Closer to home, one area that will experience dramatic growth is niche networks, which offer deep, specific functionality overlooked by the social titans. Stay tuned to see who will follow in the footsteps of Instagram and Pinterest in 2013 – emerging from relative obscurity to capture huge market share.
For businesses that engage on social media, the bottom line is that social networks are multiplying rapidly. To stay on top and engage customers, a sophisticated social media management system (you know, like HootSuite), is essential.
4) Social media transcends marketing
Last year, McKinsey published a report saying that social technologies stand to unlock $1.3 trillion in business value. Even more shocking: most of those savings come from boosting office productivity.
In other words, social media isn’t a time-waster in the office – it’s a potential productivity tool. HR departments can use social to streamline the application process. Sales teams can identify clients and pursue leads. R&D can brainstorm in collaborative ways that are simply not possible via email. The key lies in next-generation internal social networks, where entire companies can interact and engage behind the firewall. Our own product, HootSuite Conversations, has emerged as a pioneer, allowing companies to free up expertise trapped in departmental silos.
Get a preview of HootSuite Conversations:
5) Big data gets a lot more manageable
Social media and social campaigns have given brands and companies access to unprecedented volumes of information about their clients and stakeholders.

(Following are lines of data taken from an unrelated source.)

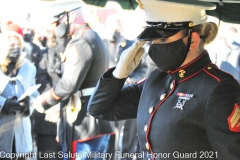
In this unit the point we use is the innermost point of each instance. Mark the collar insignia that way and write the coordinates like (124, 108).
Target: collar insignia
(181, 73)
(140, 4)
(234, 119)
(182, 99)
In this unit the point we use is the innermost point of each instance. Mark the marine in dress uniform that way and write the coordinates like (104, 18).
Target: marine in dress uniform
(187, 108)
(85, 59)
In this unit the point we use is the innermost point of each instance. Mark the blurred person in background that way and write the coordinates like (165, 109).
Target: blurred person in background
(17, 75)
(186, 105)
(85, 59)
(116, 43)
(226, 52)
(45, 131)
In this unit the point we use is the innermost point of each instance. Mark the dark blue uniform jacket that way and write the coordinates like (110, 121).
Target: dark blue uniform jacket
(189, 113)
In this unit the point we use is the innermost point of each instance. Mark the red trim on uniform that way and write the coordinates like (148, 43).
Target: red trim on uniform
(190, 76)
(212, 75)
(141, 81)
(222, 70)
(149, 124)
(74, 143)
(56, 97)
(234, 119)
(190, 62)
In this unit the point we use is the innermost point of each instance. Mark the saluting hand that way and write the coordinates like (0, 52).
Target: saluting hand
(129, 60)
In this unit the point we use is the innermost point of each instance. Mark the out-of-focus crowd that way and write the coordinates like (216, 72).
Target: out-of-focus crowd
(62, 57)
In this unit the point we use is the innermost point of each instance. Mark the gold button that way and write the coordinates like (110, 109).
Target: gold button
(146, 128)
(150, 110)
(147, 146)
(162, 96)
(171, 85)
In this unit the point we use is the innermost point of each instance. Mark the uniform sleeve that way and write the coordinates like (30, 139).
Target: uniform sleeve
(2, 102)
(112, 100)
(220, 109)
(78, 62)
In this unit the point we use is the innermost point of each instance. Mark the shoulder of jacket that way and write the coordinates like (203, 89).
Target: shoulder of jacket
(219, 75)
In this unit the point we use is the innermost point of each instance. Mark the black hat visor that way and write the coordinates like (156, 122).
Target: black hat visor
(152, 33)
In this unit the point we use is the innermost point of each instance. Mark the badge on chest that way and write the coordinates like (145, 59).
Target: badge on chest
(182, 99)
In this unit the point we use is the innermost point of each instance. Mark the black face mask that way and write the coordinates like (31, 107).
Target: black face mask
(27, 37)
(116, 37)
(14, 54)
(168, 56)
(61, 31)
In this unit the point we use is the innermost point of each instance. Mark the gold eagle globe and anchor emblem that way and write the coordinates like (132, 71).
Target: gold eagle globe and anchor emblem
(140, 4)
(181, 73)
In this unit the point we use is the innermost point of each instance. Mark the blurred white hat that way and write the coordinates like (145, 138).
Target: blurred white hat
(166, 17)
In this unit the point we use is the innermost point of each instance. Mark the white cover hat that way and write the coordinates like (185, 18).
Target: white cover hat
(166, 17)
(59, 9)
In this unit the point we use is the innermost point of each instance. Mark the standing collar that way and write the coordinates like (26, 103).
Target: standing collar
(80, 29)
(189, 70)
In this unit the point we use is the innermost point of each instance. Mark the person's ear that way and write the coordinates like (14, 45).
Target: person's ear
(194, 40)
(72, 17)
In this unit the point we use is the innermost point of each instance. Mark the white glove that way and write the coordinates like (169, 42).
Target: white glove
(37, 104)
(53, 113)
(129, 60)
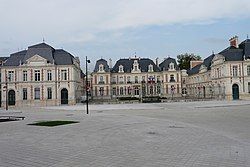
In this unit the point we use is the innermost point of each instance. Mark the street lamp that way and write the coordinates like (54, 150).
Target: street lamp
(6, 89)
(86, 86)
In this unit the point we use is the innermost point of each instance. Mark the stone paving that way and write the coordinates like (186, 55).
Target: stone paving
(193, 134)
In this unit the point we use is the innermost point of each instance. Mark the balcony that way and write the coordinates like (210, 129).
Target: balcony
(101, 82)
(172, 80)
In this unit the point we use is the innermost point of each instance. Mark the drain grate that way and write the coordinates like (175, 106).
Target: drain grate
(173, 126)
(151, 133)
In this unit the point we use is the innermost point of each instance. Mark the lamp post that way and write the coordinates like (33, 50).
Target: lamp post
(86, 86)
(6, 89)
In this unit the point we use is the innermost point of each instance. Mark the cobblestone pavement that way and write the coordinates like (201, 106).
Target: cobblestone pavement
(193, 134)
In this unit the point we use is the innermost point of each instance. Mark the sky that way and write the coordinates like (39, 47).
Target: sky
(112, 29)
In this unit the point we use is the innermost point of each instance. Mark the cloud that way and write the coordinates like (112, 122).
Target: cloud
(81, 21)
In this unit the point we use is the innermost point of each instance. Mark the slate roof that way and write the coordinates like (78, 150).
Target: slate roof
(207, 62)
(245, 45)
(128, 65)
(164, 66)
(56, 56)
(104, 63)
(231, 54)
(3, 58)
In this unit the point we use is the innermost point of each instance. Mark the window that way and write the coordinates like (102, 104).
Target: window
(49, 93)
(37, 93)
(136, 68)
(158, 79)
(25, 75)
(100, 67)
(37, 75)
(114, 91)
(143, 79)
(151, 90)
(150, 68)
(248, 87)
(136, 90)
(24, 93)
(128, 79)
(120, 79)
(171, 66)
(120, 68)
(113, 80)
(248, 70)
(172, 78)
(121, 90)
(49, 75)
(235, 71)
(10, 76)
(129, 90)
(136, 79)
(64, 74)
(101, 90)
(158, 89)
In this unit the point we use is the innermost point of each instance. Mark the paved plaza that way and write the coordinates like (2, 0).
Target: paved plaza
(179, 134)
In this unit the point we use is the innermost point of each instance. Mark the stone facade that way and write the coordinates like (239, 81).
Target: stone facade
(225, 75)
(136, 77)
(40, 80)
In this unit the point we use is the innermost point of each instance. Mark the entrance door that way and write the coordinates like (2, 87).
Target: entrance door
(11, 98)
(64, 96)
(235, 90)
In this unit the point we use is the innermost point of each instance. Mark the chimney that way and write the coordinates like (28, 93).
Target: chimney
(194, 63)
(157, 62)
(110, 63)
(234, 41)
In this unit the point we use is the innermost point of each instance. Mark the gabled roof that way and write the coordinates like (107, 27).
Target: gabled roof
(104, 63)
(207, 62)
(128, 65)
(3, 58)
(245, 45)
(42, 50)
(164, 66)
(16, 58)
(56, 56)
(232, 54)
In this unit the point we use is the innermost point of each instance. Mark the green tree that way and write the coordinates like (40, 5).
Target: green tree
(184, 60)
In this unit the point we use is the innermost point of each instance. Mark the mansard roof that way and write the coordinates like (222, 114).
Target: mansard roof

The problem is we haven’t quite figured out how to harness all this information yet and turn it into actionable policy.
That, however, is changing. Already, innovators like Nestle are tapping into social data to boost customer sentiment, while GE is using the same kinds of information to speed up repairs to the electrical grid. In 2013, more and more companies will be able to make the most of social data as robust new software and analytical tools emerge. Most valuable will be the new wave of social media command centers – dedicated interfaces for tracking social stats in real time, everything from tweets and Likes to customer sentiment.
Each year the pace of social change accelerates, and 2013 will be no different. One thing that is certain is that social media will prove an increasingly central business tool, as companies find new and better ways to turn their social investment into bottom-line results.